To gain further insight into the genomic differences between GISTs and LMSs, the authors mapped gene copy number aberrations (CNAs) in 42 GISTs and 30 LMSs and integrated the results with gene expression profiles.
Distinct patterns of CNAs were revealed between GISTs and LMSs. Losses in 1p, 14q, 15q, and 22q were significantly more frequent in GISTs than in LMSs (P < .001); whereas losses in chromosomes 10 and 16 and gains in 1q, 14q, and 15q (P < .001) were more common in LMSs.

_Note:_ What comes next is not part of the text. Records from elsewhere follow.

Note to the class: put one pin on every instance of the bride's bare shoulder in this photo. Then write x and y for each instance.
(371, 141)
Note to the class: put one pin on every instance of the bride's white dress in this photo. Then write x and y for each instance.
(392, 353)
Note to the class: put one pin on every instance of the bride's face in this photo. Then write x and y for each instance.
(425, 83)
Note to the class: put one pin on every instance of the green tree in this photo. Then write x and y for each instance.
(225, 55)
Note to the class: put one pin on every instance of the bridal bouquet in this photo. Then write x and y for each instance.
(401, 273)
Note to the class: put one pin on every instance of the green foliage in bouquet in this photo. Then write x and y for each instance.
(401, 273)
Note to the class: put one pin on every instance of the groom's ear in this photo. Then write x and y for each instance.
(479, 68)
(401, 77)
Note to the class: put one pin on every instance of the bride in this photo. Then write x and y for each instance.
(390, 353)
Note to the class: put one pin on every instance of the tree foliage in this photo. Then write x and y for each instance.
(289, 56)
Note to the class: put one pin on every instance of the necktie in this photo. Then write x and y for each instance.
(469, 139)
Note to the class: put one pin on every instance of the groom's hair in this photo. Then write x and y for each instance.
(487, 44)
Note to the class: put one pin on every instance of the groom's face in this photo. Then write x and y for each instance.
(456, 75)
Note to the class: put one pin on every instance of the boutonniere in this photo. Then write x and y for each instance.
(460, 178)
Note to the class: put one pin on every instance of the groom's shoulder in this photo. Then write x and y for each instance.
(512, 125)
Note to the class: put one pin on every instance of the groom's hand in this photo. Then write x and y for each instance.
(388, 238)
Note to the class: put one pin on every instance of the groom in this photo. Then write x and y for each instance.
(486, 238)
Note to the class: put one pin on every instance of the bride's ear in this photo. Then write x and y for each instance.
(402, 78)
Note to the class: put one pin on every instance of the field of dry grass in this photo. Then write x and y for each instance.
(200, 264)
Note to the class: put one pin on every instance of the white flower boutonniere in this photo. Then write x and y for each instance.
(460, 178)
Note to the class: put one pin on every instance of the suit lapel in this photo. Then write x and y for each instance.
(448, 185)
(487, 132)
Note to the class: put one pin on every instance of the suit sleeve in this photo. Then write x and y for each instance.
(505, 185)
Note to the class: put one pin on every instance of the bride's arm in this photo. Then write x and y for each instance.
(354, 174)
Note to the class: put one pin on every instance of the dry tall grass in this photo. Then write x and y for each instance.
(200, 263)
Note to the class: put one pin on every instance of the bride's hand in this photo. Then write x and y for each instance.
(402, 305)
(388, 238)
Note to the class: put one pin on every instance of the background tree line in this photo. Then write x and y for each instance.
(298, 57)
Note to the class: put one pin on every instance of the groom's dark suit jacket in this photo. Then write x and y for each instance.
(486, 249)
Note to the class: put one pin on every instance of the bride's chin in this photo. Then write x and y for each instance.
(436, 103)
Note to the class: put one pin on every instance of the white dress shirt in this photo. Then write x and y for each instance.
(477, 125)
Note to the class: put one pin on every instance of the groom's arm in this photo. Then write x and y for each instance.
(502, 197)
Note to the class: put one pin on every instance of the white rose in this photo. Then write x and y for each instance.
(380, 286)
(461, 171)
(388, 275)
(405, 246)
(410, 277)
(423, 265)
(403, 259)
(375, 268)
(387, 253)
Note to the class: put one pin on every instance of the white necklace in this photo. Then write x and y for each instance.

By integrating CNAs with gene expression data and clinical information, the authors identified several clinically relevant CNAs that were prognostic of survival in patients with GIST. Furthermore, GISTs were categorized into 4 groups according to an accumulating pattern of genetic alterations. Many key cellular pathways were expressed differently in the 4 groups, and the patients in each group had increasingly worse prognoses as the extent of genomic alterations increased.
Based on the current findings, the authors proposed a new tumor-progression genetic staging system termed genomic instability stage to complement the current prognostic predictive system based on tumor size, mitotic index, and v-kit Hardy-Zuckerman 4 feline sarcoma viral oncogene homolog (KIT) mutation. Cancer 2011. © 2010 American Cancer Society.